29. 12. 2025 Luigi Miazzo Development, DevOps, Kubernetes

Planning, Building, and Testing a Kubernetes Operator

Kubernetes Operators are one of those ideas that feel magical when they work: you declare an intent/goal in YAML, and software continuously makes the cluster match it – handling upgrades, failures, drift, and lifecycle cleanup: like a purpose-built SRE on autopilot.

Although in theory it looks like sci-fi fiction, in practice Operators are just code written by someone that leverages Kubernetes’ extensibility features: they take the desired and current state of the cluster and run a control loop that reconciles the two.

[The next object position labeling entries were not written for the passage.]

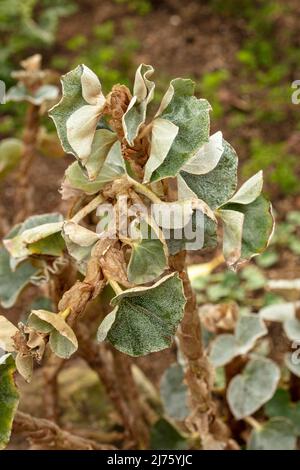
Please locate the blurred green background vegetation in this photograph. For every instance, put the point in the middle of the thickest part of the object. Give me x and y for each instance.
(243, 56)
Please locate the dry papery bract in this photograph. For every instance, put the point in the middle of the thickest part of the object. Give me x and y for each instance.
(135, 289)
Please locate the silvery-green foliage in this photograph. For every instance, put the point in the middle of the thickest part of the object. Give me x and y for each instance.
(225, 347)
(252, 388)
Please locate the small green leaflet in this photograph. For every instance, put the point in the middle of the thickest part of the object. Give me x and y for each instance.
(207, 157)
(292, 362)
(9, 398)
(77, 114)
(251, 389)
(102, 143)
(282, 406)
(163, 134)
(148, 257)
(146, 318)
(39, 234)
(204, 226)
(10, 155)
(225, 347)
(42, 94)
(63, 341)
(72, 100)
(13, 282)
(275, 434)
(258, 225)
(191, 116)
(143, 91)
(112, 168)
(216, 187)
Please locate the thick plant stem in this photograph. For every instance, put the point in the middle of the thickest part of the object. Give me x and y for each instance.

What an operator really is

At a high level, an operator is:

A Custom Resource Definition (CRD): your API type (e.g., PostgresCluster, Cache, Tenant)
A controller – a reconciliation loop that:
- Watches your Custom Resources
- Compares desired state (spec) vs actual state (cluster)
- Creates/updates/deletes Kubernetes objects to close the gap

This is “reconciliation”: controllers run repeatedly until the world matches the declared desired state. The key insight is that operators usually reconcile one level higher than built-in Kubernetes controllers (your operator might create a Deployment, and then Kubernetes’ own deployment controller creates ReplicaSets and Pods).

A mental model that helps:

spec what the user wants
status what’s actually happening (observed state)

If you get this separation right early on, everything else gets easier: upgrades, debugging, user trust, and testing.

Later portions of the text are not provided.